Mais sur un temps plus long, la constatation des vols reste quand même un élément prépondérant du travail des gendarmes. Près de la moitié des enquêtes faites par la brigade rurale de Gevrey-Chambertin, du mois d’août 1940 au mois d’avril 1941, concerne des larcins(33). À la même période, cela représente le quart des constatations d’une brigade urbaine(34). Enquêter sur les vols occupe donc quotidiennement un grand nombre de brigades sous l’Occupation, le plus souvent en milieu rural. Si cette ampleur est récente, ce genre d’infraction demeure assez banal.

Il n’y a pas de nouveauté non plus dans le principe des mutations des hommes de la compagnie(35). Beaucoup de gendarmes sont déplacés afin d’équilibrer les effectifs(36). Il s’agit aussi de changer l’entourage d’un homme parce qu’il risque de perdre son indépendance dans sa circonscription, ou qu’il a commis une faute grave. Il y a des cas d’intempérance. Ainsi ce gendarme de la brigade de Pouilly-en-Auxois, qui consomme du vin jusqu’à l’ivresse dans un café et fait ensuite une fausse déclaration. Il est muté mais non éliminé de l’Arme(37). L’institution sanctionne, mais les comportements déviants peuvent persister, malgré les préceptes d’une nouvelle société née de l’Occupation.

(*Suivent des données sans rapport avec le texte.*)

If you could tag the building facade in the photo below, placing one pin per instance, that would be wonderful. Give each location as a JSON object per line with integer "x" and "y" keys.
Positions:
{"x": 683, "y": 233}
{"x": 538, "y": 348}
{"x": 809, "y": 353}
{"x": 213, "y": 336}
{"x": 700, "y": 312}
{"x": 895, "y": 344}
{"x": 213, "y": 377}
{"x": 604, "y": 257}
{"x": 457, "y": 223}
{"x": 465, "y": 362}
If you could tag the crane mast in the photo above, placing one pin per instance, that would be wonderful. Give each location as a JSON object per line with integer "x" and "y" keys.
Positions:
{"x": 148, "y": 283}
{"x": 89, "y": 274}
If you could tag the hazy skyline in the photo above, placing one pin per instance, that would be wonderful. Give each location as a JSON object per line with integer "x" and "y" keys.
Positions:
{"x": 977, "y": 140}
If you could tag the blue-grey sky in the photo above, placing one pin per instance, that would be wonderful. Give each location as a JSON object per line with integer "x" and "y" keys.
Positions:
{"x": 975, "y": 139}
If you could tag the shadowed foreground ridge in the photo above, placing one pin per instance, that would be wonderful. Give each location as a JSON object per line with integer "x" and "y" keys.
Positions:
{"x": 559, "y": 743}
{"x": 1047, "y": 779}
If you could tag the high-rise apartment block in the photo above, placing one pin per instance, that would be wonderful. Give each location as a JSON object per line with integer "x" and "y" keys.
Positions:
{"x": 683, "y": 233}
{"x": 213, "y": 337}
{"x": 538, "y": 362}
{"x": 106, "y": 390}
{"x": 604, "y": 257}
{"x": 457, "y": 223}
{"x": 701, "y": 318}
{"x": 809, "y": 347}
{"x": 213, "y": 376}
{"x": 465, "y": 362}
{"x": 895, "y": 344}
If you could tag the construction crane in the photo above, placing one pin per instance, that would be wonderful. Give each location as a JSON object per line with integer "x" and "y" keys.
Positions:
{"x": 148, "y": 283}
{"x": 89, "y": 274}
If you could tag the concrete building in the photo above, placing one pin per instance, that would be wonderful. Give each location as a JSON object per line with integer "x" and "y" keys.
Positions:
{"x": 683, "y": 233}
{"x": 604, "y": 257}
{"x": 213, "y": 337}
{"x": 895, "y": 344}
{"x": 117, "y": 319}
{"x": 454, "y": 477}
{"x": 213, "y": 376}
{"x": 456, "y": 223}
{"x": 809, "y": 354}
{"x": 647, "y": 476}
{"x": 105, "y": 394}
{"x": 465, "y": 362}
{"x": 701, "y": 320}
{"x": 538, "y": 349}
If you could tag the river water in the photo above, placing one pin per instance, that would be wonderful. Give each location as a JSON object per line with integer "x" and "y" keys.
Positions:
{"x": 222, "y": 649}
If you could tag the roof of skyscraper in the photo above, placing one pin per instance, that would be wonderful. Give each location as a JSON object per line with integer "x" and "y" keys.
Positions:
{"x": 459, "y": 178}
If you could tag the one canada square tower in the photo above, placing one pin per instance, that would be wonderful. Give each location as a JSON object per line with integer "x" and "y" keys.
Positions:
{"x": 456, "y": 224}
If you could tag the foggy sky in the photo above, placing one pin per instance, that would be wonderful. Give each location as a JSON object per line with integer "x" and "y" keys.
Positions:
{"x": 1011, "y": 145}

Sous Vichy, l’épuration et le serment viennent toutefois influer sur la carrière ordinaire. Des observations sont établies sur le personnel du point de vue national(38). Il n’a pas été trouvé d’exemples de découverte de francs-maçons ou de révocation concernant un gendarme juif dans la compagnie de Côte-d’Or. L’effectif local n’est pas touché par cette épuration. La carrière aurait pu basculer une seconde fois lors du serment au Maréchal : « Nul ne pourra être admis dans l’armée s’il ne prête serment de fidélité au chef de l’État »(39). Mais du nouveau chef d’escadron, commandant la compagnie en mai 1941, aux capitaines commandant les sections, tous les officiers jurent fidélité(40). Concernant les gendarmes du rang, il n’a pas été trouvé de dossiers de refus sur ce point très précis. Cependant, il est possible que quelques départs anticipés à la retraite interviennent à l’approche de la prestation de serment. Il semble que cet acte administratif n’ait toutefois pas représenté un achoppement éthique décisif(41). Les mesures radicales d’exclusions ne marquent donc qu’un changement théorique : dans les faits, la carrière des gendarmes de Côte-d’Or n’est pas bouleversée par l’Occupation. À l’image d’une institution nationale, les hommes suivent fidèlement le chef de l’État.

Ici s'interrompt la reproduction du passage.